Sprint, T-Mobile agree to merge to form $146 billion company
T-Mobile U.S. and Sprint have agreed to merge in a move to better compete against their two larger rivals in the cellphone business.
Why it matters: Regulators must still approve a deal and, in the past, authorities have been opposed to any deal that would reduce the number of national competitors from four to three.
The combined company will use the T-Mobile name and Sprint shareholders will get 0.10256 T-Mobile shares for each Sprint share they own. T-Mobile majority shareholder Deutsche Telekom will own about 42% of the combined company, while SoftBank (which owns a controlling interest in Sprint) will own 27%, while the public will hold the remaining 31%.
T-Mobile CEO John Legere will run the combined entity, with Sprint CEO Marcelo Claure joining the board.
The deal is expected to close next year, assuming regulators sign off. Of note, there is no regulatory break-up fee to either company if it gets vetoed.

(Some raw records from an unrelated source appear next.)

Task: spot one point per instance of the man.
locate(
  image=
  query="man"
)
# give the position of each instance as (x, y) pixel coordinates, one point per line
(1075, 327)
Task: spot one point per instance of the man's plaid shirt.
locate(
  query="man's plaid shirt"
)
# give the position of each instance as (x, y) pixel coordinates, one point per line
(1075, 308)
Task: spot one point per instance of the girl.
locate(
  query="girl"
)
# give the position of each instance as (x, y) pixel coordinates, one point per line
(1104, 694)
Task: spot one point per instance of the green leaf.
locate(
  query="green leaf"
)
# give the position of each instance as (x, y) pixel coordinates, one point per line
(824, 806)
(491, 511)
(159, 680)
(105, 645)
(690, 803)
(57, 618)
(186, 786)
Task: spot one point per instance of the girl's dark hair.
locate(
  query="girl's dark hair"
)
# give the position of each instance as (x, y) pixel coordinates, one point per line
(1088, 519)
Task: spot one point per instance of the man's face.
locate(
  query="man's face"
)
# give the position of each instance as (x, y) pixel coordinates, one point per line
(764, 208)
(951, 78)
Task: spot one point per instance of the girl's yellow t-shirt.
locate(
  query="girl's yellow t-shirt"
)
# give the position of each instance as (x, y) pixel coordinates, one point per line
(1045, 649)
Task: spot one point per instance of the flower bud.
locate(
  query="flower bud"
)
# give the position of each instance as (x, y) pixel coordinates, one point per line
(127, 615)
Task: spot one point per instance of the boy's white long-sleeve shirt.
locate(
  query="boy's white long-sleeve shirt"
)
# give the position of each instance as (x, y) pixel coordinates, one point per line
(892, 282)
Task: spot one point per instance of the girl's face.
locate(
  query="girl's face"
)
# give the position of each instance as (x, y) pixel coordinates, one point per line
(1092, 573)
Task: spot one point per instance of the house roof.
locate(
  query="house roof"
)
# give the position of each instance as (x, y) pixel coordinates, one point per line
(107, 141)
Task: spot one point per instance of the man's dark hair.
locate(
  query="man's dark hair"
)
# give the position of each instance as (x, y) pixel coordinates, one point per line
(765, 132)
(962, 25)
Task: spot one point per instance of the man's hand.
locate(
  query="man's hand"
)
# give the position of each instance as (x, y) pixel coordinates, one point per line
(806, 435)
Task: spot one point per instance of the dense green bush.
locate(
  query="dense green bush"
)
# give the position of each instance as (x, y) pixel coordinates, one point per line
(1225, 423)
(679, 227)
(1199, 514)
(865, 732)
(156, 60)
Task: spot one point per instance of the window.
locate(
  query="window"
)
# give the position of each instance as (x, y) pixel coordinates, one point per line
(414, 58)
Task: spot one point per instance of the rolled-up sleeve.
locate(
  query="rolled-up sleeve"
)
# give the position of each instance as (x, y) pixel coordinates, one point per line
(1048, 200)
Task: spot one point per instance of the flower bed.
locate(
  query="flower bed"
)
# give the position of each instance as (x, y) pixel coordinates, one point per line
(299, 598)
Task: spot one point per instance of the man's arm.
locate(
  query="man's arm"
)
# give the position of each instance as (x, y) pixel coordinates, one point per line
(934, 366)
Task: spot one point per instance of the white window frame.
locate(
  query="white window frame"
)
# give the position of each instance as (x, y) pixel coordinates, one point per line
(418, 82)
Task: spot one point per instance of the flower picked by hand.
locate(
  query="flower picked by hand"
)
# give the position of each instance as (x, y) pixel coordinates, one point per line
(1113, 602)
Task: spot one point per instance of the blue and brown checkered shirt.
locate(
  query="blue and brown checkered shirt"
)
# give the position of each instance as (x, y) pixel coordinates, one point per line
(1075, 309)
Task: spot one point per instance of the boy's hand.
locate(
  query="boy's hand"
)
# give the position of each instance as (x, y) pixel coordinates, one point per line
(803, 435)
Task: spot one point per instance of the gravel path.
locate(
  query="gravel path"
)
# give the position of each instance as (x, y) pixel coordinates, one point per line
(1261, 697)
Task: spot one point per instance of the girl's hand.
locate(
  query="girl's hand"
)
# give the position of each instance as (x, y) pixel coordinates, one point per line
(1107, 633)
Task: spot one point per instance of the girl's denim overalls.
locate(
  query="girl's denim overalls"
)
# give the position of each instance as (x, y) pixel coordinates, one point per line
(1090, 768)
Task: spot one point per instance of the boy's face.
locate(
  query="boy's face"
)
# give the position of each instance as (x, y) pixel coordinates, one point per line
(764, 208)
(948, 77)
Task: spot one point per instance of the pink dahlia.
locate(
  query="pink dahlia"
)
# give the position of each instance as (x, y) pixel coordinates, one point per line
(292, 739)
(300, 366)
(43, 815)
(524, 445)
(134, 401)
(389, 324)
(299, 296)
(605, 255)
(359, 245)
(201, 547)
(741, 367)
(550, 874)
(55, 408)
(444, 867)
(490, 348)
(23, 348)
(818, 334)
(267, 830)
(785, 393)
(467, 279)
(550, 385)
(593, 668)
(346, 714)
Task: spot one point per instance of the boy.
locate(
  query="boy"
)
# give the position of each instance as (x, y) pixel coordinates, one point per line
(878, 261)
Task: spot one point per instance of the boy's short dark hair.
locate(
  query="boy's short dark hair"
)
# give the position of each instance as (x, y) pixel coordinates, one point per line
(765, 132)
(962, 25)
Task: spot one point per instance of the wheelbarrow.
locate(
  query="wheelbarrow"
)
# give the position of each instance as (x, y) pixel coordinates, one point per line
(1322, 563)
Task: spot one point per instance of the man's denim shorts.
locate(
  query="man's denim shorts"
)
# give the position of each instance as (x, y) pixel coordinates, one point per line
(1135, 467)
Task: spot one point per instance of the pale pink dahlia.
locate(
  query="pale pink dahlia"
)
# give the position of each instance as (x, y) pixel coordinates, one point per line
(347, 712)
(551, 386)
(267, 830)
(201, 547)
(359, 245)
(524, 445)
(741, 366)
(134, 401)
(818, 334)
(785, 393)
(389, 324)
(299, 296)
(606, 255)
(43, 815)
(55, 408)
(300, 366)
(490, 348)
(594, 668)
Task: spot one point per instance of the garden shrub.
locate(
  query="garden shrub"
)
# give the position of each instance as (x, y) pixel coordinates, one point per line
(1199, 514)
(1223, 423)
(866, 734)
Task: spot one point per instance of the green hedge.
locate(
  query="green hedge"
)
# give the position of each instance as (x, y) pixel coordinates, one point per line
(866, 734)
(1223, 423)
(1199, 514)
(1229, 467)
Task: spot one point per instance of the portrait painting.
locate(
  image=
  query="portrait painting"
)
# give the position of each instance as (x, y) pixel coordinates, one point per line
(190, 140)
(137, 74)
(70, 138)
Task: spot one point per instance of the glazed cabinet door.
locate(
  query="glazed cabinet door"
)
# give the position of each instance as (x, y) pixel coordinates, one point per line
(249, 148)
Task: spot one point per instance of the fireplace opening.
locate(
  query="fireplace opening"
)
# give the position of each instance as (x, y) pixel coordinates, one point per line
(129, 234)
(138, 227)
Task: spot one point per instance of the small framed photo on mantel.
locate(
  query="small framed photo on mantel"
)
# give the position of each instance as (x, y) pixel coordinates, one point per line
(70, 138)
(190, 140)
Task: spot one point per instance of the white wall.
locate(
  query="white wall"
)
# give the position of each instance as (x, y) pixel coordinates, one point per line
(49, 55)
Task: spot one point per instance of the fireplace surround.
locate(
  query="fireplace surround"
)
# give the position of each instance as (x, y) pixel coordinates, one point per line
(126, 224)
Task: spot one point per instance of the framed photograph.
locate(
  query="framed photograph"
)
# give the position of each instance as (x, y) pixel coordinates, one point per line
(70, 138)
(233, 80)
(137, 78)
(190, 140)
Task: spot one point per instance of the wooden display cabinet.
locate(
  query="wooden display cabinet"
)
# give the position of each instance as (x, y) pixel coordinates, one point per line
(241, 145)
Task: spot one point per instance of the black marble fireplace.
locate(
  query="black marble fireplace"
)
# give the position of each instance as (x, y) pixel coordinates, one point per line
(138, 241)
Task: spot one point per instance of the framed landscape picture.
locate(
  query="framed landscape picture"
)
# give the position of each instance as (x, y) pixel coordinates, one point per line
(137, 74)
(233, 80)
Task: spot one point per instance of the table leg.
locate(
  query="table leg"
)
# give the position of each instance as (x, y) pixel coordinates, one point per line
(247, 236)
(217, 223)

Consumer impact: How consumers will fare is less clear. As much smaller rivals, Sprint and T-Mobile both competed aggressively on price. T-Mobile also led a number of industrywide shifts, including the moves away from subsidized smartphones and two-year contracts.
By the numbers: AT&T and Verizon would still be larger than the combined company, by number of subscribers, but not by much. Together, Sprint and T-Mobile have just under 30% of those who get service from one of the major carriers, compared to 38% for Verizon and 33% for AT&T, according to telecom analyst Roger Entner.
History Lesson: AT&T agreed to buy T-Mobile back in 2011, but pulled the deal once it became clear regulators would never approve it. That forced AT&T to hand over billions in cash along with valuable wireless spectrum to T-Mobile, helping fuel some of its recent success.
- Sprint and T-Mobile have held talks a number of times, scrapping the effort under President Obama after regulators signaled they would not allow it. The talks restarted after Donald Trump took office, but stalled over issues related to who would control the combined company.
- An FCC spokesman declined to comment “on potential or announced transactions.” The Justice Department also declined to comment.